Anticoncepcionais
fundamentos e uso racional
Os anticoncepcionais hormonais constituem uma das classes farmacológicas mais utilizadas no Brasil, com milhões de mulheres em idade fértil fazendo uso contínuo destes medicamentos. Sua importância na saúde reprodutiva e na autonomia feminina é inquestionável, mas o uso racional exige conhecimento aprofundado dos mecanismos de ação, perfis de segurança, contraindicações e riscos associados.
Os anticoncepcionais hormonais combinados (estrogênio + progestagênio) atuam por múltiplos mecanismos: inibição da ovulação (supressão do pico de LH e FSH), alteração do muco cervical (tornando-o hostil à penetração espermática), modificação do endométrio (tornando-o inadequado para implantação) e, em menor grau, alteração da motilidade tubária. As formulações exclusivamente progestogênicas (minipílula, implantes, DIU hormonal) atuam predominantemente pelos dois últimos mecanismos.
A farmacocinética dos anticoncepcionais orais é influenciada pelo metabolismo hepático, particularmente pela CYP3A4. Esta via metabólica os torna suscetíveis a interações com indutores enzimáticos (rifampicina, carbamazepina, fenitoína, barbitúricos, erva-de-são-joão), que reduzem sua eficácia e aumentam o risco de falha contraceptiva. Inibidores da CYP3A4 podem elevar os níveis hormonais, aumentando o risco de efeitos adversos.

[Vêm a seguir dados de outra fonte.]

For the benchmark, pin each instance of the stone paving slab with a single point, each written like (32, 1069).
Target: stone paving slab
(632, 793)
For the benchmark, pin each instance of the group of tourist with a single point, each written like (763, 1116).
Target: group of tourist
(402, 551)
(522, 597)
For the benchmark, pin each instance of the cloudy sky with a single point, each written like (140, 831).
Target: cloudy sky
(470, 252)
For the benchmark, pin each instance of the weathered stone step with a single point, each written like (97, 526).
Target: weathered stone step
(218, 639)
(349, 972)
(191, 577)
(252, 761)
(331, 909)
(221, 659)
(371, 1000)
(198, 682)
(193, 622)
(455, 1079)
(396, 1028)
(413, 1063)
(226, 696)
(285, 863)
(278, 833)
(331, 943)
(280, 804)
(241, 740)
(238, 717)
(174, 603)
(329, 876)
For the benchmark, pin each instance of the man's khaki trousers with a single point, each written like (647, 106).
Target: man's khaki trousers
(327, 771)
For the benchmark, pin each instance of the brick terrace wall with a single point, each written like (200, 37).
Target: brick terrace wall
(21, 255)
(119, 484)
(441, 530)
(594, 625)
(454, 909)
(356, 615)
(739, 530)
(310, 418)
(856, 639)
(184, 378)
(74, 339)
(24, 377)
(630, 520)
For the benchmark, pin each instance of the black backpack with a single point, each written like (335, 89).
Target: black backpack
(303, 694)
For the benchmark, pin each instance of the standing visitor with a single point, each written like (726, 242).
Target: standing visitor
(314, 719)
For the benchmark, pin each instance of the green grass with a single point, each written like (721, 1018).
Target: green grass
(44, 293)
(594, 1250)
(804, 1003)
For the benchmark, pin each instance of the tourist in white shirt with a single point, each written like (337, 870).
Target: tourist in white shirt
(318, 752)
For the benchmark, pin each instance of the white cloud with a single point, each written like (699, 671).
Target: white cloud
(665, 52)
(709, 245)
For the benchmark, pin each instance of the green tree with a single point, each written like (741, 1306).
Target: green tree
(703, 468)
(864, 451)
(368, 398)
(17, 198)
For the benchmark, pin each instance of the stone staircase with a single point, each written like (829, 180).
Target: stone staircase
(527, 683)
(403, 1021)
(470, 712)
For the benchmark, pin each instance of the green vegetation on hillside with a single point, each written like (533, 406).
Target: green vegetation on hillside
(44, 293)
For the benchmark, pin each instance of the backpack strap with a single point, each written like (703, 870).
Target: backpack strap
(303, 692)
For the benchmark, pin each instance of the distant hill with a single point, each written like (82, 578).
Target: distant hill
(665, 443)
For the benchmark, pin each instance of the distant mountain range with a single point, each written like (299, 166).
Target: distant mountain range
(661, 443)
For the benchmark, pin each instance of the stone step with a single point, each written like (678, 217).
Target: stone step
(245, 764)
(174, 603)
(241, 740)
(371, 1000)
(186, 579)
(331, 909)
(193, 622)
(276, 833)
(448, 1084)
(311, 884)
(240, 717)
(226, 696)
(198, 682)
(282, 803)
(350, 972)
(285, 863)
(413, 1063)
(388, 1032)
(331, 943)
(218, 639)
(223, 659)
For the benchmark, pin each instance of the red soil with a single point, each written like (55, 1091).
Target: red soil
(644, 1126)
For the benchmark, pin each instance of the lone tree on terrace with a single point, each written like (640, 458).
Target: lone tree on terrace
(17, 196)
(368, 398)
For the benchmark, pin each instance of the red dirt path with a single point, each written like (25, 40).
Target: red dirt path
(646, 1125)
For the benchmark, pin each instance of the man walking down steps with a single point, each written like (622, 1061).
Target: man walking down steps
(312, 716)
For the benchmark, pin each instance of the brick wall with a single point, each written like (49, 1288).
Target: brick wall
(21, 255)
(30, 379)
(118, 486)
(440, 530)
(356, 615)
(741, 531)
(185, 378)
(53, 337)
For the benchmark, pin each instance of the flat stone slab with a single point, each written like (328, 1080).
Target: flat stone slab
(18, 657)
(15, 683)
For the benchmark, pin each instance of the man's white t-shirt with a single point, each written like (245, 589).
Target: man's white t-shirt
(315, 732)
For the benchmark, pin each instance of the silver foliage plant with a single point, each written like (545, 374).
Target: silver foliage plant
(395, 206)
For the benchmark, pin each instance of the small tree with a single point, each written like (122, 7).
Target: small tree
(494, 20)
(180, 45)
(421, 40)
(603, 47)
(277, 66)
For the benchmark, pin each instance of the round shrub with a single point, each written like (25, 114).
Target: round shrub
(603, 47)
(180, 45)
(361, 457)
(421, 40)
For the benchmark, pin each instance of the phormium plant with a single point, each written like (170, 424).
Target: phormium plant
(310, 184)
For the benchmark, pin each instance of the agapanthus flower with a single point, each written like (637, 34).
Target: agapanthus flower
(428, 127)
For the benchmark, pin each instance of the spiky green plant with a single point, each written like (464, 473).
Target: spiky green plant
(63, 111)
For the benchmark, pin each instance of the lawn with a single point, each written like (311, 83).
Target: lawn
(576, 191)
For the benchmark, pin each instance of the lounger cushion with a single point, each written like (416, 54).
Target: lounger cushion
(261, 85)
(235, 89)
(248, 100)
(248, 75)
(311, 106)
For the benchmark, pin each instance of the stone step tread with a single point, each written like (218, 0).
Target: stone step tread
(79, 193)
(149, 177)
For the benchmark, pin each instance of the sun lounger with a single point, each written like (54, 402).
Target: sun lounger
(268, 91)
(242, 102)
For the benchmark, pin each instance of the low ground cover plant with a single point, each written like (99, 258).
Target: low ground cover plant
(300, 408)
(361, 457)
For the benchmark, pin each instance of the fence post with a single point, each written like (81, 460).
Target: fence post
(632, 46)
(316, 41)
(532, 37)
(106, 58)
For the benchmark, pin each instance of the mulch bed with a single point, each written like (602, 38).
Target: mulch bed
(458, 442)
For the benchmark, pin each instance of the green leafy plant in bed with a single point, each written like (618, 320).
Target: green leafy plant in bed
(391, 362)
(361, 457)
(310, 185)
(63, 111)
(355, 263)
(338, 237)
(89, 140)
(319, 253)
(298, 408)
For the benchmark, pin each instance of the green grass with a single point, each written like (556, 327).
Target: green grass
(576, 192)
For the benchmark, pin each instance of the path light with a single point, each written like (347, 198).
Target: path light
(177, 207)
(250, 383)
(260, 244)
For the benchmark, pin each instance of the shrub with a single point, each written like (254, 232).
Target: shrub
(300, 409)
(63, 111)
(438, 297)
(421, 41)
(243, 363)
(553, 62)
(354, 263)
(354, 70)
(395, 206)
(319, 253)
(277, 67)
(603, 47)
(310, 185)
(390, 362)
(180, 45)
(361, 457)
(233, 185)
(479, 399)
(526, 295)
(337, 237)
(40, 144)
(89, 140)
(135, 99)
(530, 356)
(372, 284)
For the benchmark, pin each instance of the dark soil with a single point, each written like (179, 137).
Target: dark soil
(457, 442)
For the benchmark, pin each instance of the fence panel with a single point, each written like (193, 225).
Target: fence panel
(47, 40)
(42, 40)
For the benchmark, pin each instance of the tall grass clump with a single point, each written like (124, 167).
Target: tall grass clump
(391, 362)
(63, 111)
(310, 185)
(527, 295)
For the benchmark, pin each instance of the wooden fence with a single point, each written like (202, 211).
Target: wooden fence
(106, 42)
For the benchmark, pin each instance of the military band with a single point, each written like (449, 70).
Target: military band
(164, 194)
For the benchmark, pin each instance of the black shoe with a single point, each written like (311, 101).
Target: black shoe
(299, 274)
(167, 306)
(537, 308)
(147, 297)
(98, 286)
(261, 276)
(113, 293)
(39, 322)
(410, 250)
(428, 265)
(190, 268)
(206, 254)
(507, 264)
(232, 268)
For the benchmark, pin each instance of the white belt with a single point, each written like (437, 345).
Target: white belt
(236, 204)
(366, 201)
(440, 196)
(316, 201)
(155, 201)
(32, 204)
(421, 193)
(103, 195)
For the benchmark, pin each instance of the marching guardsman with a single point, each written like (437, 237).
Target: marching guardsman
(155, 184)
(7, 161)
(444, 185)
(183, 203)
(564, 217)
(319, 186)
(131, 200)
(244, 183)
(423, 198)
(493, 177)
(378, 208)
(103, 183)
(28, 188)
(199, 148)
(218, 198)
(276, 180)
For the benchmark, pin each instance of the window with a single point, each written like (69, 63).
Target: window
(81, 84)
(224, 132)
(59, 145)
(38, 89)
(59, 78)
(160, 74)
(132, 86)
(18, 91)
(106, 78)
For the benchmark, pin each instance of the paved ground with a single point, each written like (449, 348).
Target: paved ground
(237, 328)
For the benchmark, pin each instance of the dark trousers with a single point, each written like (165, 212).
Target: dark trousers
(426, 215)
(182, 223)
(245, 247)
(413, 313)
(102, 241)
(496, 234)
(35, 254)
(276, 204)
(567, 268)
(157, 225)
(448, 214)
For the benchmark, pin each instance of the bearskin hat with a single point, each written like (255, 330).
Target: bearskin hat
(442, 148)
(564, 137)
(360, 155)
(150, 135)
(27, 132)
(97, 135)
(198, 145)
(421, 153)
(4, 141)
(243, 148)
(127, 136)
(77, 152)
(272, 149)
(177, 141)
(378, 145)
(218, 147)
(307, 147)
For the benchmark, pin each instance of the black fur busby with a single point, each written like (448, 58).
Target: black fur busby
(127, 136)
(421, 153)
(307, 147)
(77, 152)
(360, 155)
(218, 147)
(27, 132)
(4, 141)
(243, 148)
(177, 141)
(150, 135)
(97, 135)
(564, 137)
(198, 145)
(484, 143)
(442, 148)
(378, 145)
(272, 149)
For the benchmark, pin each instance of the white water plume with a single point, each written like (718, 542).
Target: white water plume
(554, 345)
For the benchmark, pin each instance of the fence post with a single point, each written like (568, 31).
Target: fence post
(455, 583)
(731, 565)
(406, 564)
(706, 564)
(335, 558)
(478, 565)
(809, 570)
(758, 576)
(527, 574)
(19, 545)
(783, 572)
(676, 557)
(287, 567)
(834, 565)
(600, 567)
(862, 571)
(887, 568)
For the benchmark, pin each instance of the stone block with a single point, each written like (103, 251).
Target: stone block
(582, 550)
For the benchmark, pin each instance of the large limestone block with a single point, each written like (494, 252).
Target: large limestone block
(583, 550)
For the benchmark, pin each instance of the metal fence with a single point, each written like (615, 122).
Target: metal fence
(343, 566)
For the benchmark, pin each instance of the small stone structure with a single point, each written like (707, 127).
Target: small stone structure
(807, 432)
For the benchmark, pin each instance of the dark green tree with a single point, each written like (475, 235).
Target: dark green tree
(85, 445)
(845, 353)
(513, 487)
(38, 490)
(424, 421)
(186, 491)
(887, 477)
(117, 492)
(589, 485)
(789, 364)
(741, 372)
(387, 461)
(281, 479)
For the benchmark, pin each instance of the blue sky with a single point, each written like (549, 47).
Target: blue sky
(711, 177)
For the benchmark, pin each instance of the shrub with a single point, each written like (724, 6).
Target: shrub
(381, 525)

O perfil de segurança dos anticoncepcionais combinados é dominado pelo risco cardiovascular. O estrogênio aumenta a síntese hepática de fatores de coagulação, elevando o risco de tromboembolismo venoso (TEV). O risco é maior no primeiro ano de uso, em mulheres com obesidade, tabagistas, e naquelas com trombofilias hereditárias. O risco de TEV com anticoncepcionais de baixa dose (etinilestradiol ≤30 μg) é de aproximadamente 3-9 casos por 10.000 mulheres-ano, comparado a 1-5 casos em não usuárias.
O risco de acidente vascular cerebral (AVC) e infarto do miocárdio também é aumentado, particularmente em mulheres com outros fatores de risco (tabagismo, hipertensão, diabetes, idade >35 anos). O risco é atribuível principalmente ao componente estrogênico e é dose-dependente. Formulações com progestagênios de segunda geração (levonorgestrel) parecem ter menor risco trombótico que as de terceira e quarta geração (desogestrel, gestodeno, drospirenona).
Os efeitos adversos não cardiovasculares incluem náuseas, sensibilidade mamária, cefaleia, alterações de humor, ganho de peso (controversamente associado), cloasma (hiperpigmentação facial) e irregularidades menstruais. A maioria destes efeitos é transitória e tende a desaparecer após 2-3 ciclos de uso.
As contraindicações absolutas dos anticoncepcionais combinados incluem: história de TEV ou AVC, trombofilias conhecidas, hipertensão não controlada (≥160/100 mmHg), enxaqueca com aura (pelo risco aumentado de AVC), diabetes com complicações vasculares, hepatopatia grave, câncer de mama atual ou prévio, e tabagismo em mulheres com mais de 35 anos (risco cardiovascular aumentado).
Os anticoncepcionais exclusivamente progestogênicos apresentam perfil de segurança mais favorável, com menor risco trombótico, podendo ser utilizados em mulheres com contraindicações aos combinados. No entanto, são menos eficazes que os combinados e associam-se a maior incidência de irregularidades menstruais.
A interação com outros medicamentos é clinicamente relevante. Além dos indutores enzimáticos que reduzem eficácia, certos antibióticos (rifampicina, rifabutina) também interferem. Para a maioria dos antibióticos de uso comum (amoxicilina, ciprofloxacino), não há interação significativa, embora a prática de usar métodos de barreira adicionais durante o tratamento persista.
A adesão ao regime posológico é fundamental para a eficácia. A pílula combinada requer administração diária, preferencialmente no mesmo horário. Atrasos superiores a 12 horas comprometem a eficácia e exigem medidas adicionais. Métodos de longa duração (implantes, DIU) eliminam a necessidade de adesão diária e têm eficácia superior.
A PL 2158/23, ao permitir farmácias em supermercados, não afeta diretamente a dispensação de anticoncepcionais, sujeitos a prescrição. No entanto, a banalização do acesso a medicamentos que o projeto representa contrasta com a necessidade de avaliação médica criteriosa antes da prescrição de anticoncepcionais, particularmente para identificação de contraindicações e fatores de risco. Defender o uso racional de anticoncepcionais é assegurar que cada mulher tenha acesso à informação sobre os diferentes métodos, que os riscos individuais sejam avaliados e que a escolha seja compartilhada, respeitando suas preferências e necessidades.